Turabi was arrested in March 2008 after saying President Bashir should surrender to the International Criminal Court. The court issued an arrest warrant for Mr. Bashir in 2008 for war crimes in Darfur, charges the president denied. The National Intelligence and Security Service said that Turabi, “was not detained over his request that President Al-Bashir face ICC charges, but instead because of Al-Turabi’s recent contact with leaders from the Justice and Equality Movement (JEM), to which Al-Turabi was allegedly providing financial and logistical assistance” in order to create a “military coup” in Darfur.
On 30 October 2009 the Sudanese government lifted its ban on an opposition party and freed the party's prominent leader, Hassan al-Turabi, who had been in detention for more than a year.

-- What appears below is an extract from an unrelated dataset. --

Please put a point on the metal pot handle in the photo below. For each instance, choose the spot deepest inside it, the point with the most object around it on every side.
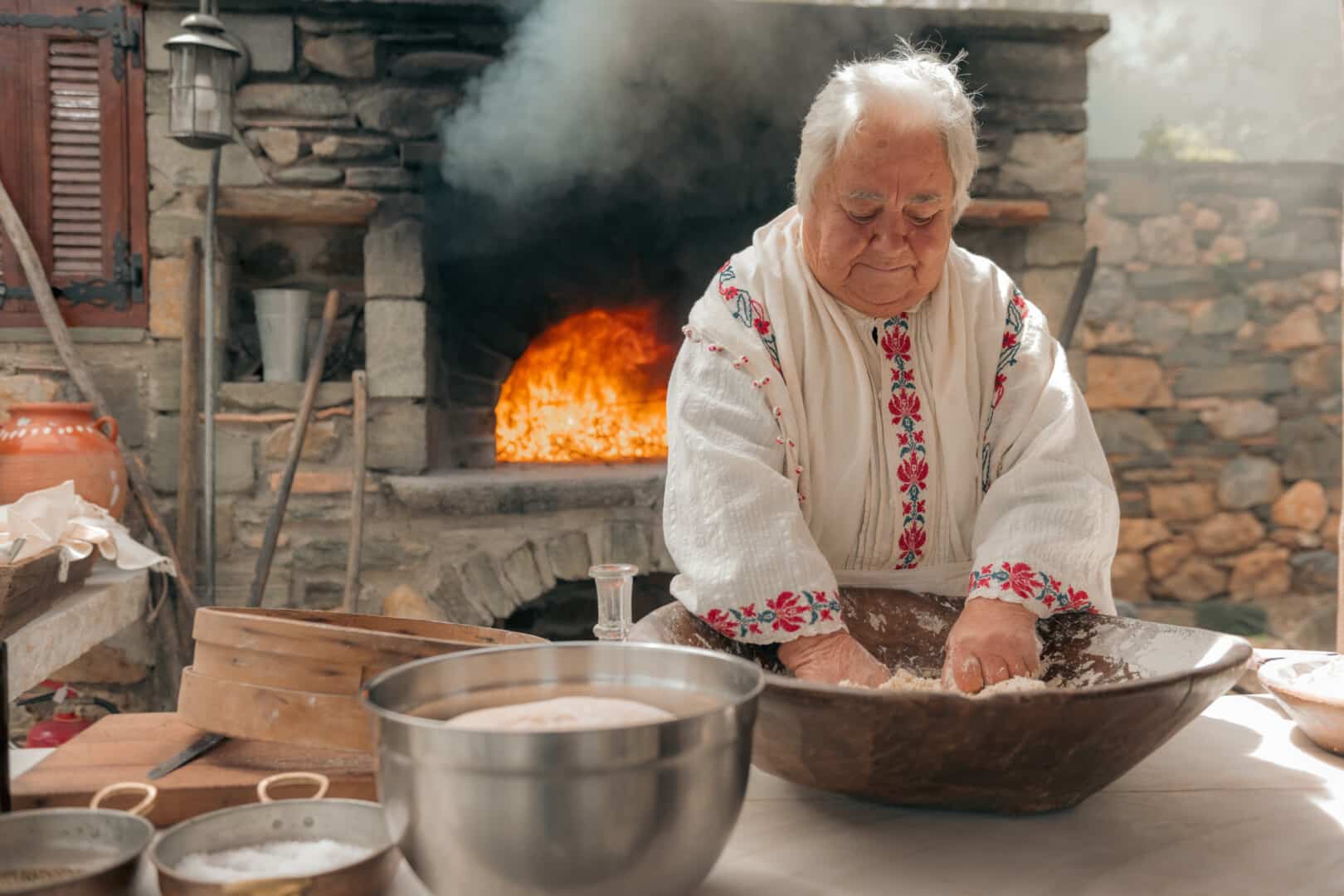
(143, 807)
(285, 777)
(110, 427)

Sudan's long-running state of emergency was also lifted in most areas of the country.
Turabi was arrested a month after the country's first multiparty elections in 24 years. He had denounced the national elections as fraudulent. A group of security officers arrived at the home of Hassan al-Turabi 15 March 2010 and took away the head of the opposition Popular Congress Party. Authorities also raided the printing house of the party's daily newspaper Rai al-Shaab and confiscated all its copies.
On 17 January 2011 Sudanese security forces arrested a top opposition leader who suggested the country is ready for a Tunisia-style uprising. Family members of Hassan al-Turabi said security agents came to his Khartoum home and took him into custody. At least eight members of Turabi's Popular Congress Party were also arrested. Hassan Al-Turabi was released from jail a few months later.
Sudanese leader Hassan al-Turabi was hospitalised 05 March 2015 after falling unconscious in his office. Hassan al-Turabi is in critical condition after what was described as a heart attack. Turabi died 05 March 2016 of a heart attack at the age of 84. Hassan al-Turabi was buried 06 March 2016 in a cemetery east of the capital, Khartoum, following a funeral attended by thousands of mourners.
The influential al-Turabi was known fondly as The Sheikh by his followers and as a cunning demagogue by his detractors.